Paul Kelly / Be Good Tanyas- Forum Theatre (Melbourne, Australia)
Winter is a relative concept for Australians. Call us wimps, compared to northern hemisphere music fans, but don’t say it to the 2000-odd Paul Kelly fans who waited in the cold and rain to see our unofficial national hero of song.
It would take more than bad weather to sabotage a show by Kelly and his ever-roadworthy band (Spencer P Jones, guitar; Bruce Haymes, keyboards; Steve Hadley, bass and Pete Luscombe, drums). There was something missing, though — maybe the setlist was a tad uninspired, or maybe it was the flatness that comes after relentless overseas touring, or maybe the wintry doses of flu made everyone a little miserable. Still, for Kelly’s faithful fans, these were only minor grumblings.
Opener Dan Kelly, Paul’s nephew, gave credence to the theory that music is a bloodline gift. He played solo, with nothing but distortion pedals and sweet falsetto vocals to carry his fractious songs of lovelorn inner-city dramas and counter-meal waitresses, impressing the attentive early-arrivals as the audience and expectations began to build.
Some of the anticipation was reserved for the Be Good Tanyas, if only on the strength of Paul Kelly’s personal invitation to join his national tour. Darlings on the Canadian festival circuit, the Be Good Tanyas’ rootsy debut Blue Horse has been well-received in Australia. And when the three women — Frazey Ford, Samantha Parton and Trish Klein — opened their mouths to sing, the entire theater was silenced in a moment.
Which was quite a feat in itself, but it didn’t hold. The trio, with acoustic and electric slide guitar, ukulele, mandolin, and low-key accompaniment from a drummer and walk-on double bassist, somehow failed to fire. Perhaps they’d reckoned on toning down their old-timey and Americana influences for their Down Under audiences, or were keeping it sweet in daughterly-like respect for their host. Either way, a bit of sassiness or attitude would surely not have gone astray, for they came across as bland — more like the Corrs than the Gillian Welch comparisons bestowed upon them by the Australian music press. Their slow-paced set enlivened considerably toward the end with a high-spirited version of “Light Enough To Travel” by accordion-wielding Vancouver songwriter Geoff Berner.

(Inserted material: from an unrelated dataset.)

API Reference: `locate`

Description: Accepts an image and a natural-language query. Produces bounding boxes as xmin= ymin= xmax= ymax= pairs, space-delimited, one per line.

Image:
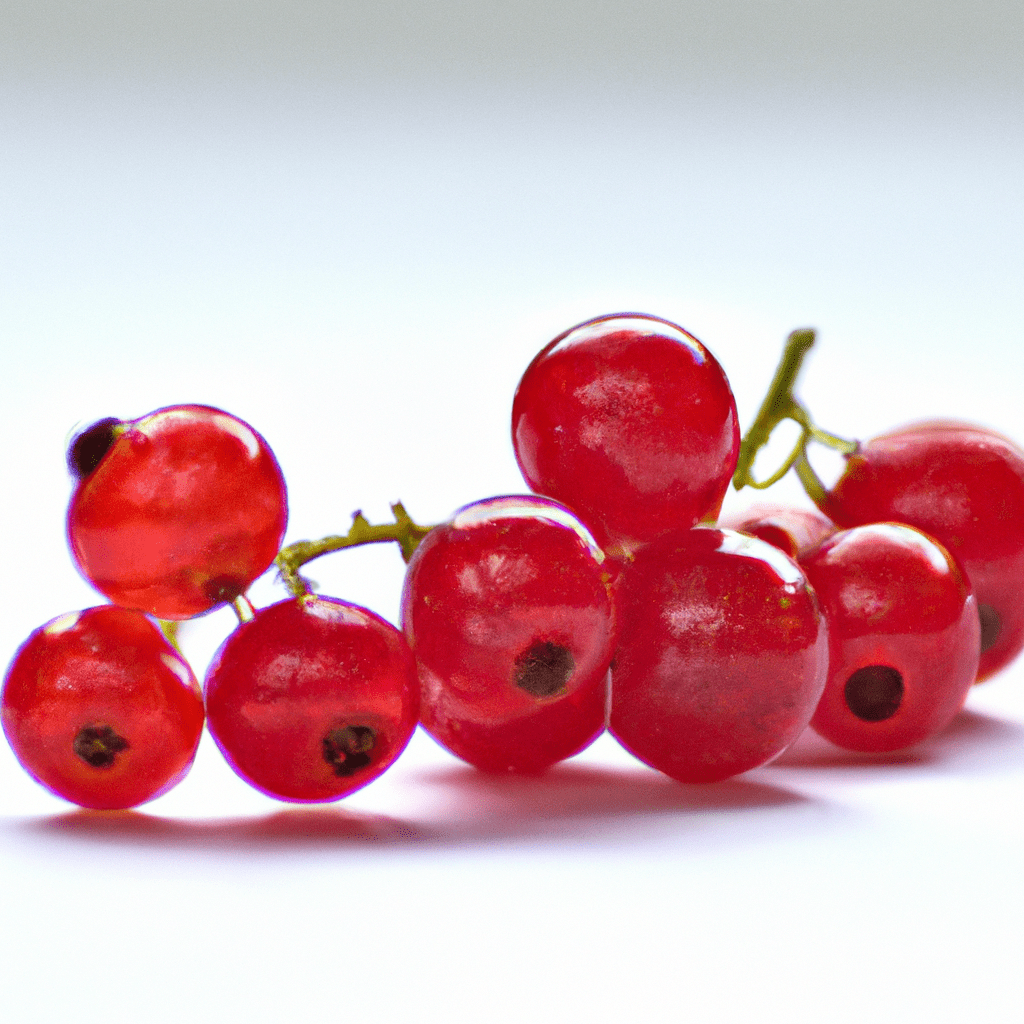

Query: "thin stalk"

The warmth of recognition when Kelly walked onstage to the strains of “Be My Baby” was undeniable, and his band quickly fell into some solid grooves. There were gentle acoustic-based moments, pop jangles, fat reggae and dub moves, and occasional rock ‘n’ roll workouts.
The selections from Kelly’s latest album, Nothing But A Dream, sounded exceptionally good, particularly “I Close My Eyes And Think Of You” and “Midnight Rain”. The classics were all there, too, including “When I First Met Your Ma”, “Love Never Runs On Time”, “Everything’s Turning To White”, “Careless”, “Deeper Water”, “Sweet Guy”, and “How To Make Gravy”.
All that was before the encores, which paid off handsomely with guest appearances by Michael Barclay of legendary Aussie pub band Weddings, Parties, Anything and R&B songstress Renee Geyer, a longtime Kelly collaborator. “I Can’t Believe We Were Married” and “Before Too Long” were terrific; Kelly and band stepped back from the spotlight to give Geyer her head on “Difficult Woman” and “You Broke A Beautiful Thing”, then brought down the best moment of the night with a lean yet gutsy rendition of “Look So Fine, Feel So Low” and a wistful acoustic finale, “I Wasted Time”, in three-piece format, just double bass, hushed drums and, of course, Kelly’s voice: familiar, regretful, and eminently real.